If you can argue that, you win. I know, easier said than done, but at least you now know EXACTLY what it is we are trying to get a judgment on.
BACK TO THE FSTA MEETING
Knowing that CDM may settle this case, president Greg Ambrosius asked the members if they would like the FSTA to pick up the ball and get a declaratory judgment. There was an overwhelming confirmation and a committee to will be formed (headed by board member James Serra) to plan out the next steps to take.

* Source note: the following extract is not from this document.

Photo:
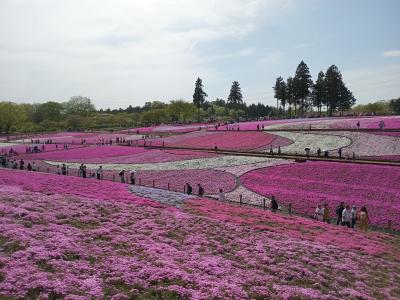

Though I applaud the FSTA for taking a firm stance on this injustice, I just hope that instead of getting the declaratory judgment that the industry needs, the committee doesn't decide to negotiate a long term "deal".
I believe that most of the FSTA members don't want to pay ANYTHING if they legally do not have to. Even a 2% deal for 30 years is not what the membership wants, unless it is proven in court that they MUST be licensed. Plus, if a "deal" is made with the MLB you would still need to do the same for the NFLPA. As I'm about to explain, that will never happen.
THE NFLPA: "Most of you will go under anyway."
On day 2 of the FSTA meeting, LaShun Lawson from the NFLPA made an appearance. Let me just say that the Devil himself prays at night not to meet up with this woman. Harsh words... I know. But they are completely justified and I am surprised that the FSTA members didn't rush the stage and slay her.
She so eloquently explained that in many major industries there is a natural consolidation in which only a few companies can survive and all others go out of business. She went on to articulate how the majority of the people in that room would be out of business in a year and therefore aren't worth her time.
Now, Greg (being the level headed and logical leader he is) spoke up saying "LaShun, if you were to lower your licensing fees to $10k, I know there are at least 50 companies here that would get licensed without question. That is half a million dollars. Is the NFLPA prepared to do that?"
LaShun's response? "We aren't prepared to handle that many licenses."
ARE YOU KIDDING ME? If you had 50 companies ready to give you $10k, wouldn't you HIRE more staff? What is really involved with managing a license anyway? You pay someone 30k per year to sit there 8 hours a day looking at a spreadsheet with 50 names on it. Every few days the person picks up the phone just to call one of them and see how they are doing.
This lady is the epitome of big business arrogance. She actually told the people that they had no shot at being successful. Some people raised their hand and told her that they've been in business for 10 years and have been stable and slowly growing every year.
I personally think that she loves the controversy. She likes the position of power and being able to say "we will give you the privilege of paying us for a license and staying in business. Oh, but you over there.... you will have to shut down because I don't think you will make it anyway." Ultimately, I think the NFLPA is waiting to see if they can get an exclusive MEGA deal from a major company for 2006. That is why they have only offered 1 year extentions to their 12 licensees. I'm sure they also want to see what happens with this CDM lawsuit.
This is why I must reaffirm that we need to strip the NFLPA of this power. There is no negotiating with them, Greg proved that. Let's get this settled once and for all.
Devoted Fantasy Football Fan
Last edited by fantasysportsfan on Sat Mar 19, 2005 11:51 pm, edited 1 time in total.